Stefano Carnati does Halupca 1979

Stefano Carnati, who the last year has sent six routes 9a to 9b, has completed Halupca 1979 (9a) in Mišja Peč. ”Not the style I prefer, but when you figure out how to navigate in the sea of tufas it might be fun.

Can you tell us more about the ascent?
I believe that for climbers with the proper fitness, figuring out what to do is definitely more time-consuming than the actual send. The Osp cave is not much my place, repetitive movements, same gesture and if you are skilled at kneebaring you get kneebars everywhere and whenever you need. Anyhow it was nice to tick one off here as well!

Yannick Flohé ticks Lazarus (9a+)

Yannick Flohé has repeated Moritz Welt’s Lazarus (9a+) in Frankenjura. ”Third ascent ? after Alex Megos. One of the best lines in Frankenjura and my first 9a+. (c) Rainer Eder

The 24-year-old German is foremost a boulder specialist with four 8C+’ under his belt. In 2019, he won the bronze in the World Championship and in 2021, he became the Combined World Champion. The year after, he won the World Cup in Brixen.

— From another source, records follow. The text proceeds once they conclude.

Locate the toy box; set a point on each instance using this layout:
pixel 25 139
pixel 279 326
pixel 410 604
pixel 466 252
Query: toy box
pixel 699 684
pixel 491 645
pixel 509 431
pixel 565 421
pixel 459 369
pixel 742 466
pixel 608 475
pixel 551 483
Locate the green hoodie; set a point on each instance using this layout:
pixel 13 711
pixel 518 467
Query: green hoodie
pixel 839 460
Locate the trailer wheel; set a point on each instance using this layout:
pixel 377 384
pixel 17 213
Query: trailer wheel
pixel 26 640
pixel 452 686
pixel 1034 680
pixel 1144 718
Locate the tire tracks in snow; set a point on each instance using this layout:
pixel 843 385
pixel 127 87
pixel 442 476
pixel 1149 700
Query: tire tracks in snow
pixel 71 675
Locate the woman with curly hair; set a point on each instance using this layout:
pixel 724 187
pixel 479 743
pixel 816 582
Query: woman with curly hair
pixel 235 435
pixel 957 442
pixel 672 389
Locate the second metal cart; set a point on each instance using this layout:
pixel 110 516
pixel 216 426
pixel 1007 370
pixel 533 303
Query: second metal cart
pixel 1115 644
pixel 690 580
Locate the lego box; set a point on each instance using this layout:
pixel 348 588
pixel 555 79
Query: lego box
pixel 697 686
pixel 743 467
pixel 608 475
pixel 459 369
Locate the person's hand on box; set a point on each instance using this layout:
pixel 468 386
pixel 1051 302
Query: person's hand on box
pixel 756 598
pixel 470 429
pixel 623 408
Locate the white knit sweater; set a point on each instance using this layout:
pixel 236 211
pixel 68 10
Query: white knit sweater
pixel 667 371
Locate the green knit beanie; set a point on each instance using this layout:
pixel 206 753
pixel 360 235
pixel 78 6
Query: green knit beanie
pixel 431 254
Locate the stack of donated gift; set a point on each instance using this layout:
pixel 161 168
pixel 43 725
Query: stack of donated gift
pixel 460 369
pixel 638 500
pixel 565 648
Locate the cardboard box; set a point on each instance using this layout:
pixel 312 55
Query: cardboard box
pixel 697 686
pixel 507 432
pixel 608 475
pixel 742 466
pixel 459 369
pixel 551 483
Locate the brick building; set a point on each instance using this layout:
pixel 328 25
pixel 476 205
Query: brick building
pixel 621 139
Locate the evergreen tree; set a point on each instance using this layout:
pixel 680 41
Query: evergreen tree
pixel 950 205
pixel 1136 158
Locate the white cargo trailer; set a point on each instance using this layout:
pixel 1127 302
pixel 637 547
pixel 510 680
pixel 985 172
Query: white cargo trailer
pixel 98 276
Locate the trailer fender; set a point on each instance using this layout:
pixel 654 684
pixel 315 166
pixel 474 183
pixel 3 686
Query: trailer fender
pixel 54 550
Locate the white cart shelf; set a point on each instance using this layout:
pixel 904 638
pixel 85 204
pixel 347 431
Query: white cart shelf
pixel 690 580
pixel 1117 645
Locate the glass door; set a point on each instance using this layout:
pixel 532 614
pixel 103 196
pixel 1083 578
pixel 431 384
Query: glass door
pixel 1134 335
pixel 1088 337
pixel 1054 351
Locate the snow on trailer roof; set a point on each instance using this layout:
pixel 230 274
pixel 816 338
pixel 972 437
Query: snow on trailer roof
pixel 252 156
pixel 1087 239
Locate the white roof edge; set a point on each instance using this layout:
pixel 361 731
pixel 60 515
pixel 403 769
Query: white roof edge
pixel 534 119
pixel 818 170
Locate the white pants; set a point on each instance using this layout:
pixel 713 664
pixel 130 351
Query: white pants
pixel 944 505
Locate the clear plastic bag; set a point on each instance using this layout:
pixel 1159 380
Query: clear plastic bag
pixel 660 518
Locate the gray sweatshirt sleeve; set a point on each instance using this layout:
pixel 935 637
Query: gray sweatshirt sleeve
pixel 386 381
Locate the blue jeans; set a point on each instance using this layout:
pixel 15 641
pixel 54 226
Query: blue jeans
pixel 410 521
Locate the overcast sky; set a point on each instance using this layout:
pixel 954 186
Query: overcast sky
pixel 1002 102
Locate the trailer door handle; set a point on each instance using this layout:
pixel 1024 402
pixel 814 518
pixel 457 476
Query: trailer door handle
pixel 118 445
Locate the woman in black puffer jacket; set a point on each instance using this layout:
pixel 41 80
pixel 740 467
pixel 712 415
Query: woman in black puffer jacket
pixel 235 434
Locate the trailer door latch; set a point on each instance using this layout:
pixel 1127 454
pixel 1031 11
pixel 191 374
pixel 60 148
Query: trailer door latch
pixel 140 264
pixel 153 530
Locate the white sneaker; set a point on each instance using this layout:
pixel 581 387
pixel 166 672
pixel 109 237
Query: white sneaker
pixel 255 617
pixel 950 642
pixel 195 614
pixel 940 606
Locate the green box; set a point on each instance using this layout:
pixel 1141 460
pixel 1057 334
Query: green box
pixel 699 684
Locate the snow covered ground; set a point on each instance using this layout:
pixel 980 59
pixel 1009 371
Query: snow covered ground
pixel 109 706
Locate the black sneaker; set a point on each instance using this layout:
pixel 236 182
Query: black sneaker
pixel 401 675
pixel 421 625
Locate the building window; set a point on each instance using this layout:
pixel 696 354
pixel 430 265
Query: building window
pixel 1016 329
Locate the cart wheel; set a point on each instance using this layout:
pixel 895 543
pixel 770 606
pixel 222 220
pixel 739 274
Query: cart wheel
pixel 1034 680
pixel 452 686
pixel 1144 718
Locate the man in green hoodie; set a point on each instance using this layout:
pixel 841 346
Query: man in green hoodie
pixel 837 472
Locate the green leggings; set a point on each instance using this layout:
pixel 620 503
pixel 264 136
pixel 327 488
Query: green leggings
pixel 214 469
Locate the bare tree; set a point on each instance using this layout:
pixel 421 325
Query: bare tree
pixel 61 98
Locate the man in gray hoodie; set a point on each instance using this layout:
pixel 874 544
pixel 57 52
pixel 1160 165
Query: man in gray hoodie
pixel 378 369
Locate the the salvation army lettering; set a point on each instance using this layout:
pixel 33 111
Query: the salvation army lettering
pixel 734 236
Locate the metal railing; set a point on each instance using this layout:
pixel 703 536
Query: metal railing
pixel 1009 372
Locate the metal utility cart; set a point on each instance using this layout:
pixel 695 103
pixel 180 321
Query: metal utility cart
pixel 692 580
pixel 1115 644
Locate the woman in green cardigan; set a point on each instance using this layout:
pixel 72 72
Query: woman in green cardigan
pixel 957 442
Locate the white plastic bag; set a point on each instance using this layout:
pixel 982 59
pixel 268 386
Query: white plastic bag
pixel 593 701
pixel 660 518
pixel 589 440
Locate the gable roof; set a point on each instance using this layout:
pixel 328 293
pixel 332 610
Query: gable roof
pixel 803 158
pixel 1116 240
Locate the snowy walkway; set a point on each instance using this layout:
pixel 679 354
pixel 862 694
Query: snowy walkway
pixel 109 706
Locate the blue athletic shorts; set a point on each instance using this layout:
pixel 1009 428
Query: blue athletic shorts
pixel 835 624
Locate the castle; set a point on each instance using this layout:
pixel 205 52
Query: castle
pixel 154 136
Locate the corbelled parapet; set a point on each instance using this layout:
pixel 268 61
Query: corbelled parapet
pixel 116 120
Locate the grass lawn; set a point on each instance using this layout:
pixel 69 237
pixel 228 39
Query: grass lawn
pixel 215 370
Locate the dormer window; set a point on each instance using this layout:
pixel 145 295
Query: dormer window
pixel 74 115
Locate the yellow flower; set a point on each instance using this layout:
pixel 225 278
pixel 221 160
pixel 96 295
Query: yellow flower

Can you tell us more about the ascent?
Tried it last weekend at 25 degrees and already came close falling in the last hard move. Yesterday I stopped on my way to Munich for a team training camp and climbed it after 4 tries.

What are your competition plans in 2024?
I’ll compete in Salt Lake and the two OQS comps and hopefully qualify for the Olympics. After that I’ll focus more on rock climbing.

Jernej Kruder repeats La Bruja (9a)

Jernej Kruder has done the second ascent of Ignacio Mulero's La bruja (9a) in La Pedriza, which is protected both by bolts and trad gear. The 33-year-old Slovenian has been a very active IFSC competition climber since 2004 and in 2018 he won the overall Boulder World Cup.

Can you tell us more about this hybrid route and your ascent of it?
The route starts with an awkward gaston jump and continues with a very pleasant 6b layback/hands with placing 2 cams (you can use more to feel safer. I wanted to use only 1, but 2 was easier for the belayer). Then you enter a long, power endurance crux with some kneebars (I used only 1 knee pad, Mulero used 2), which ends in a good rest. This section is about 8A/+ boulder problem. Still, my main problem was to recover well enough. After that, you enter a steep crimpy section of approx. 7B+ bouldering. The last crack rail is not too hard, but you're quite tired and before you enter the first hand jams, you can fall easily. Also, you need to protect yourself here. I used 3 small pieces (2x purple- first fell out on my send go, 1x green) and I got rid of a Nr. 4 in the last off-width. I fell several times on the last crack, but luckily never on the top out off-width (although I failed there 2 times only trying it). I was also climbing with crack gloves, just like the first ascensionist, Mulero.

The route has about 70 moves in total, with some no-hand rests. Although it's long, it's also so steep and there's a tree underneath, that you have to be constantly careful, not to get injured. Again, Mulero used a crash pad on the tree, I was rather focused on performance (hit the tree only twice :P ).

What are your competition plans this season?
At the moment I'm not sure if I'll be selected for any of this season's World Cups.